AUSTIN, Texas — If we told you the Jackie Robinson story was an Austin story, would you know what we're talking about?
If we told you Robinson considered an Austin man his father figure, would you know whom we were talking about?
On this Jackie Robinson Day, our central focus is on Central Texas and Huston-Tillotson University.
Back when it was Samuel-Huston College, the historically Black college in Austin had two historical figures on campus between 1944 and 1945. One of them was university president Karl Downs.
“[He was] young, vibrant and had a strong voice,” university archivist Danielle McGhee said.
The other was a man with very similar qualities. It was newly hired athletic director and basketball coach Jackie Robinson.
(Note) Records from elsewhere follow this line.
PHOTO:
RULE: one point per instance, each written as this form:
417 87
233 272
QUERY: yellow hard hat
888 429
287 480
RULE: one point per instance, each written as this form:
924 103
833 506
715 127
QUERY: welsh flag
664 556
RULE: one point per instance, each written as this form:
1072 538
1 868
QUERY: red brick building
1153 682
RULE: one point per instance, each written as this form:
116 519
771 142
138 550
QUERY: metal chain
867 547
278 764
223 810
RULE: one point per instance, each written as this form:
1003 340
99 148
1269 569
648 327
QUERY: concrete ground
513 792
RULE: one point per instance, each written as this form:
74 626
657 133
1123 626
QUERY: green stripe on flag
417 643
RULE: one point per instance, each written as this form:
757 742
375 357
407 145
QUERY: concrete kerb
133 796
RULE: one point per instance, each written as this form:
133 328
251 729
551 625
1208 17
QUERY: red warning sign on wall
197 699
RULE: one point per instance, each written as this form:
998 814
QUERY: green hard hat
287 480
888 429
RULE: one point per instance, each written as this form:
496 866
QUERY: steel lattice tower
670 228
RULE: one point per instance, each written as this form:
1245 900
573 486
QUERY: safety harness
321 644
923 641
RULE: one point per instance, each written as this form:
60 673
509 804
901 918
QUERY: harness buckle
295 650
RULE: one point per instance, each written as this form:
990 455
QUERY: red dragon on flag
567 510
“I didn’t know that Jackie Robinson actually coached here when I took the job here,” said Thomas Henderson, Huston-Tillotson's current head basketball coach.
Henderson said he was initially surprised, but after a while it made sense.
“You’re just not coming to coach basketball here at Huston-Tillotson University; it’s a little bit more than that,” he said.
Downs hired Robinson the year before his baseball career took off. It was the year after he was discharged from the military for refusing to sit in the back of a bus.
“You see that he’s at Fort Hood and then you see that he’s in the Negro Leagues, and there is a big gap. And the big gap is Huston-Tillotson University,” Henderson added.
Records of Robinson's one season in Austin hardly exist.
“I don’t have those details,” McGhee said.
The memories are hit or miss.
“They didn’t write a whole lot of things down,” Henderson said.
But we know it happened, in part because Robinson confirmed it in his autobiography.
“There was very little money involved, but I knew that Karl would have done anything for me, so I couldn't turn him down," Robinson said in "I Never Had it Made."
McGhee said the Robinson you know today is the Robinson who was groomed in Austin.
“With his demeanor, his attitude, his athletic abilities, all of those things, I do kind of attribute some of those things back to Dr. Downs,” she said.
“Dr. Downs saw right where he was at. He picked him up, and he allowed him to be better than what he ever thought he could be,” Henderson said.
The rest is history. It's history that would be incomplete without the story of a season in central Texas.